Score by Anthony Willis
An appropriately jaunty score which continually repeats the same few themes and motifs but emphasises moments of emotion well and never quite becomes the expected comedy music; it’s rather restrained. An organ can be heard at certain moments.
Brand new audio commentary by film historian and writer David Kalat
Kalat brings up another rarely scene-specific – and in fact not even that film-specific – commentary that’s nonetheless usually interesting because of his slightly conversational style of talking. His main theme is why Denny and this movie haven’t been celebrated, especially considering how the Big Three of silent comedy have been constantly revered ever since that James Agee article in 1948 said how silent comedy is much better than sound comedy, and the answers he gives are surely the reasons. One I found especially intriguing but rather sad is that Denny was also a serious actor, therefore in the minds of many people less associated with comedy. He also describes the play which he has a very low opinion of, and tells us tells us a lot about Denny’s full life, from being sexually abused at school to pioneering drone planes though not getting the due recognition for the latter.
Limited Edition O-Card slipcase [2000 copies]
1080p presentation on Blu-ray from restorations undertaken by Universal Pictures (20,000 Leagues Under the Sea and What Happened to Jones? restored in 4K, The Calgary Stampede restored in 2K)
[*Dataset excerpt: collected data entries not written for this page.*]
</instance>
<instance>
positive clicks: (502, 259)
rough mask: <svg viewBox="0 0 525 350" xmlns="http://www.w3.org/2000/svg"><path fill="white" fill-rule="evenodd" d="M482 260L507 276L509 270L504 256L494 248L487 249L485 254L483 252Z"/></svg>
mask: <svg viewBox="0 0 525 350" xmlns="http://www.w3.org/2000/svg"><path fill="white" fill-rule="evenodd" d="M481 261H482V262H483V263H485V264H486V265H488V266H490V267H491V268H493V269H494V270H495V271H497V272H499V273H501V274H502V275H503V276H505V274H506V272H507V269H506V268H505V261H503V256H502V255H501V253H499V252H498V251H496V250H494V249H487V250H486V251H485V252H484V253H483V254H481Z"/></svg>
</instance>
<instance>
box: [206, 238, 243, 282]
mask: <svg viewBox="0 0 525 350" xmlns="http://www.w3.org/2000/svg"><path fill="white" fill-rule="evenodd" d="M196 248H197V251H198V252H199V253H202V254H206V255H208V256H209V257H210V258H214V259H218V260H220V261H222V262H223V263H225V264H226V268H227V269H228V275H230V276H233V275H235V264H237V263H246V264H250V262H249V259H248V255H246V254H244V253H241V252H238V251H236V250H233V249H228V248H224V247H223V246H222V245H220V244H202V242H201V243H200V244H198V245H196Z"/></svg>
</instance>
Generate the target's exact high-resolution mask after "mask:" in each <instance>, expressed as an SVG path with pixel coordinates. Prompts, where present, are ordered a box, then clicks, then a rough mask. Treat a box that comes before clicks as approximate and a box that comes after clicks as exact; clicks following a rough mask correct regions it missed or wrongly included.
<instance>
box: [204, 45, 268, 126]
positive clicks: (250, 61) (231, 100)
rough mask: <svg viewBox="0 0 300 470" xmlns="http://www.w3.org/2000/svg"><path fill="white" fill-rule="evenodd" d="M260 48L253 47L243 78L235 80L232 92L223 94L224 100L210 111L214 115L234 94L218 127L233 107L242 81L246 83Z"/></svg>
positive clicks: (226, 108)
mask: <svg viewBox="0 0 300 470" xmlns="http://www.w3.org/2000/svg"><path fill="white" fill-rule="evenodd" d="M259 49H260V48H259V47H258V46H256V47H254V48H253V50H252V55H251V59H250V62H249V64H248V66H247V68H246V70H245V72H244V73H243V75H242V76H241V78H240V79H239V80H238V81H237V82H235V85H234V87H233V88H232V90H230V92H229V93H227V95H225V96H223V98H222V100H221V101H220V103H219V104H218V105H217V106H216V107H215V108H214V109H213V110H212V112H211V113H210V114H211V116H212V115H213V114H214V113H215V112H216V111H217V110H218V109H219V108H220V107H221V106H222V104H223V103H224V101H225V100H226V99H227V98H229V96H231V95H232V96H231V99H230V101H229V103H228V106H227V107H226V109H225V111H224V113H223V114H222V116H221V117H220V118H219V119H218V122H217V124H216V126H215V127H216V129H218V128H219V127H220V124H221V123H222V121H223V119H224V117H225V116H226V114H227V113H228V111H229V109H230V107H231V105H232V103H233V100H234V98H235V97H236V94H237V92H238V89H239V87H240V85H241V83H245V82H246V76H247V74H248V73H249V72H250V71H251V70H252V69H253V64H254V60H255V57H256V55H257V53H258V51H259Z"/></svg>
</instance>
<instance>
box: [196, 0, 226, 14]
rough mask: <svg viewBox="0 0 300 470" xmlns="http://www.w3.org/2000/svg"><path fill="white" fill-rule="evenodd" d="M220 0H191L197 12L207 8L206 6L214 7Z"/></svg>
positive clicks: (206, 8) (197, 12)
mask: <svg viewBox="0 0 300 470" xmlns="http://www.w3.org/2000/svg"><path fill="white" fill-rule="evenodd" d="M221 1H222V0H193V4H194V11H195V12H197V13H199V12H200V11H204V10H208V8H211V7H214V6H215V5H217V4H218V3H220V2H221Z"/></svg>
20.000 Leagues Under the Sea alternates between looking very clear and sharp for its age, with especially strong blacks, and very faded and scratchy. Unfortunately, the latter happens most often in the underwater scenes, but it obviously can’t be helped. Eureka present it in black and white, unlike the other two which are mostly sepia with blue for nighttime scenes. There are far fewer rough looking scenes in those, and the contrast is often genuinely brilliant for films this old. Fans of really vintage films should be very happy.
A collector’s booklet featuring new writing on the films
Three more well chosen titles from different genres. These should be easy to get into and enjoy even if you’re not experienced with films this old. Recommended.